I’m stuck after 4-5 months
What’s the actual timeline for the talking stage? I’ve been chatting with someone for 4-5 months now and we’ve only met up twice in person. We keep going back and forth. Is this normal? Or am I just wasting my time here?
I do want to believe they’re taking things slow because they’re serious but I can’t help but wonder if I’m being strung along. It feels like most people either lock things down or move on way faster than this. We get along when we talk but the lack of in-person time and no clear direction is starting to make me overthink every message. I don’t want to push too hard but I also don’t want to stay in this weird limbo forever.
How long was your talking stage before it turned into something real (or fizzled out)? Do you think 4-5 months with only two meets is a red flag or just taking it slow?

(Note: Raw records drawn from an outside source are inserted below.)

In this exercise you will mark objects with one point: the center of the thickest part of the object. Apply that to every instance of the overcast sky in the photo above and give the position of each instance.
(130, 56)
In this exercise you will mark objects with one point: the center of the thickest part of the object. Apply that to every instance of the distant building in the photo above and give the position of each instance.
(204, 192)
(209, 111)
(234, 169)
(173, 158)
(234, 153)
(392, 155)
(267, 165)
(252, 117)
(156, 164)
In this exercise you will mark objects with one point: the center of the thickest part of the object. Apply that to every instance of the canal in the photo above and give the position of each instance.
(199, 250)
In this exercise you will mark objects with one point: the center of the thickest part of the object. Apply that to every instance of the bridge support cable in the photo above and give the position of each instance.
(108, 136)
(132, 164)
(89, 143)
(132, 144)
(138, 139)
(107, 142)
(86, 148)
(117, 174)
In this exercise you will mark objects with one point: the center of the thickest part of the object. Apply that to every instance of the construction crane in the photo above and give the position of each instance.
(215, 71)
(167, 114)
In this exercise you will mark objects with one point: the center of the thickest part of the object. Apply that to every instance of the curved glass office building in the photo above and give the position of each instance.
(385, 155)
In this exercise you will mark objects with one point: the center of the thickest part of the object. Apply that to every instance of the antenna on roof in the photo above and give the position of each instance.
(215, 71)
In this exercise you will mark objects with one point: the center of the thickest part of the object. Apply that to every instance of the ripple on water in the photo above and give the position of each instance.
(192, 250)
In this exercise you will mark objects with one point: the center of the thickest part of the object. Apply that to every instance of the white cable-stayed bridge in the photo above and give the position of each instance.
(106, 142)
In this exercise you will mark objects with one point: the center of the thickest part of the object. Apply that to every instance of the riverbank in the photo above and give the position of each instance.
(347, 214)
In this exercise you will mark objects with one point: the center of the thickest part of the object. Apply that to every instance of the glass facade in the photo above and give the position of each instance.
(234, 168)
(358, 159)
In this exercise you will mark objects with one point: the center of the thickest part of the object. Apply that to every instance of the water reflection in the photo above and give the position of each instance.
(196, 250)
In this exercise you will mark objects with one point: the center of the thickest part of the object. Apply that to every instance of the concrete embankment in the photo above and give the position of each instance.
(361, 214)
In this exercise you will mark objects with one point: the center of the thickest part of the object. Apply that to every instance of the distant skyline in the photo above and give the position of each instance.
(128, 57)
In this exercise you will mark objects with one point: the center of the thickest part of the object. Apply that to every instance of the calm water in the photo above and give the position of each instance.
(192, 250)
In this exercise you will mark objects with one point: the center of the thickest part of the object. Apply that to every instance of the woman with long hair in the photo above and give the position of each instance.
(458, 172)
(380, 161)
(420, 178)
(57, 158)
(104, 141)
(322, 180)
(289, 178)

Navigating the "talking stage" after several months with limited in-person meetings can be confusing and emotionally draining. The timeline for this phase varies widely among individuals and cultural contexts, often shaped by personal circumstances, communication styles, and intentions. A talking stage that lasts 4-5 months with only two meetups may signal several things. It could mean one or both parties are cautious, wanting to build trust gradually before committing to more dates. Alternatively, it might reflect scheduling difficulties or lack of urgency about progressing the relationship. The key consideration is communication clarity. If both individuals are aligned on the pace and express their expectations openly, the talking stage can serve as a foundation for a healthy relationship. However, if one party feels uncertain or like they're being strung along, that emotional limbo can cause unnecessary stress and self-doubt. Experts suggest using this time to observe consistency in communication and willingness to meet, as actions often reveal true intentions better than words alone. Additionally, limiting overthinking and focusing on personal well-being during this phase is crucial. If the lack of physical connection leads to persistent anxiety, it might be worth addressing these concerns directly with your partner or reconsidering if the relationship is meeting your emotional needs. Ultimately, there is no fixed duration for the talking stage. Healthy relationships progress at varied speeds, but balance and mutual understanding are essential. If after months of minimal in-person interaction you question the relationship’s potential, reflecting on what you truly want and deserve in a partner can guide your next steps toward clarity and fulfillment.

It’s really up to how good along both of you get. Yes you’ll feel like you’re being led on but it doesn’t matter how many times you meet. I talked with my bf for 3 months and only met once 2 weeks before we started dating. We got a long pretty well and the way we started to talk about things that we both liked (which we had a lot in common) brought us closer together.